The FDA has updated its safety-related labeling for aducanumab (Aduhelm; Biogen), an antiamyoid therapy approved for early Alzheimer disease (AD), to better characterize the risk of potential bleeding in the brain while on the therapy.1
Approved by the FDA Center for Drug Evaluation and Research (CDER), the update cited events of intracerebral hemorrhage greater than 1 cm in diameter in patients on aducanumab, and stated that the use of antithrombotic or thrombolytic medications while on the therapy may increase the risk of bleeding in the brain.

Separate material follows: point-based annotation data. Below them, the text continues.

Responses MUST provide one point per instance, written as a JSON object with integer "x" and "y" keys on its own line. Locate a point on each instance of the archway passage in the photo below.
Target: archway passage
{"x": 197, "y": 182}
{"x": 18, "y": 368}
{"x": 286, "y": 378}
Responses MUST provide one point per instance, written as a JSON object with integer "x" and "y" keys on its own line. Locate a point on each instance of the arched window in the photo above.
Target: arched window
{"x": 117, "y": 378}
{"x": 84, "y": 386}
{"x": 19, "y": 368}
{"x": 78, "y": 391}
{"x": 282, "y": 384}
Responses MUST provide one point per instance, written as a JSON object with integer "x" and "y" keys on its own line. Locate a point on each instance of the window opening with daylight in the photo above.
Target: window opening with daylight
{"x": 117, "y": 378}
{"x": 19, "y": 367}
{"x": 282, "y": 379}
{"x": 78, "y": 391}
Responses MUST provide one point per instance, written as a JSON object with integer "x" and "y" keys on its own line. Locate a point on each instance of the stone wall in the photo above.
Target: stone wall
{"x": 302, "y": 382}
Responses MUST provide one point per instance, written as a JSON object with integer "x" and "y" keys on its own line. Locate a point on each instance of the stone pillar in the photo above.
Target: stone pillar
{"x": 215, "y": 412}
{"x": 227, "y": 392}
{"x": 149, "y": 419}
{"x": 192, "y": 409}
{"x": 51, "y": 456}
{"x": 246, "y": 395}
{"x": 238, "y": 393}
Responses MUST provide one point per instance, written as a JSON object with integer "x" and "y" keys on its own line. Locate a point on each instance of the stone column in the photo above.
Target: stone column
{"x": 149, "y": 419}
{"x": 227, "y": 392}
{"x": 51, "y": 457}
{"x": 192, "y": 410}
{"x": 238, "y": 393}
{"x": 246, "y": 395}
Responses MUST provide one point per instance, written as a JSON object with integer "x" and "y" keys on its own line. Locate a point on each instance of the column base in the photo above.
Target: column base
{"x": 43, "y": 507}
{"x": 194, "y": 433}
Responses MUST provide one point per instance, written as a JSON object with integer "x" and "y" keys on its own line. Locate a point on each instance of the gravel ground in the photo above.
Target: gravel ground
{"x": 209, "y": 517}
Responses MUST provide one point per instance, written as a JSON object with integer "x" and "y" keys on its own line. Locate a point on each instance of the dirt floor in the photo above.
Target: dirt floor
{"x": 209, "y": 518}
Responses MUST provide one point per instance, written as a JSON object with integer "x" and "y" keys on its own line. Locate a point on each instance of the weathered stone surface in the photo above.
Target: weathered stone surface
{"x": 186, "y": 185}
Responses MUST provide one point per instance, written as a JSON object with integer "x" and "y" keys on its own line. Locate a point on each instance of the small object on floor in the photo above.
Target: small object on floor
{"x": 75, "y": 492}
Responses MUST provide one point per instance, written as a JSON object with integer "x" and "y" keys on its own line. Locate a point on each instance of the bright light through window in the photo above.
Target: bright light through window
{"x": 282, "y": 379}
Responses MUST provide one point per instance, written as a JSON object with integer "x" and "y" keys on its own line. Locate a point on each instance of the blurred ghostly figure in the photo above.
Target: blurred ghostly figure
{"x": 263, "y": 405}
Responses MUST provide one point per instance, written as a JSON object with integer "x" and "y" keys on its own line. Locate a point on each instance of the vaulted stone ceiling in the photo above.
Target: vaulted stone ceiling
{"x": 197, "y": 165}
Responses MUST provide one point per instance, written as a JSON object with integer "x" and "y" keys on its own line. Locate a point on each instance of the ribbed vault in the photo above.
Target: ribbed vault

Aducanumab gained FDA approval in June 2021 based on 2 phase 3 trials—EMERGE (NCT02484547) and ENGAGE (NCT02477800)—1 of which met its primary end point and 1 that did not. In addition to its efficacy in question, the most common adverse event (AE) observed in these studies were ARIA-edema, occurring at rates of 25.7% and 25.4% in the EMERGE and ENGAGE low-dose groups, respectively, and rates of 34.0% and 35.5% in the EMERGE and ENGAGE high-dose groups, respectively. Comparatively, the placebo group experienced respective ARIA-E rates of 2.2% and 3% in EMERGE and ENGAGE.2,3
Although ARIA can occur in any patient treated with aducanumab, the label informs patients that there is an increased risk in patients who are apolipoprotein (APOE) e4 homozygotes, and that there are tests available to determine APOE e4 genotype. Additionally, the updated patient counseling information encouraged patients to participate in the Alzheimer’s Network for Treatment and Diagnostics (ALZ-NET), a voluntary provider-enrolled patient registry that collects information on treatments for AD, including aducanumab.1
In the medication guide section of the updated labeling changes, the FDA pointed out that most people with ARIA-type swelling in the brain do not get symptoms; however, some may experience symptoms such as headache, nausea, confusion, difficulty walking, dizziness, vision changes, and seizures. "Instruct patients to notify their healthcare provider if these symptoms occur," the label stated. MRI scans are typically performed before and during treatment with aducanumab to check for ARIA.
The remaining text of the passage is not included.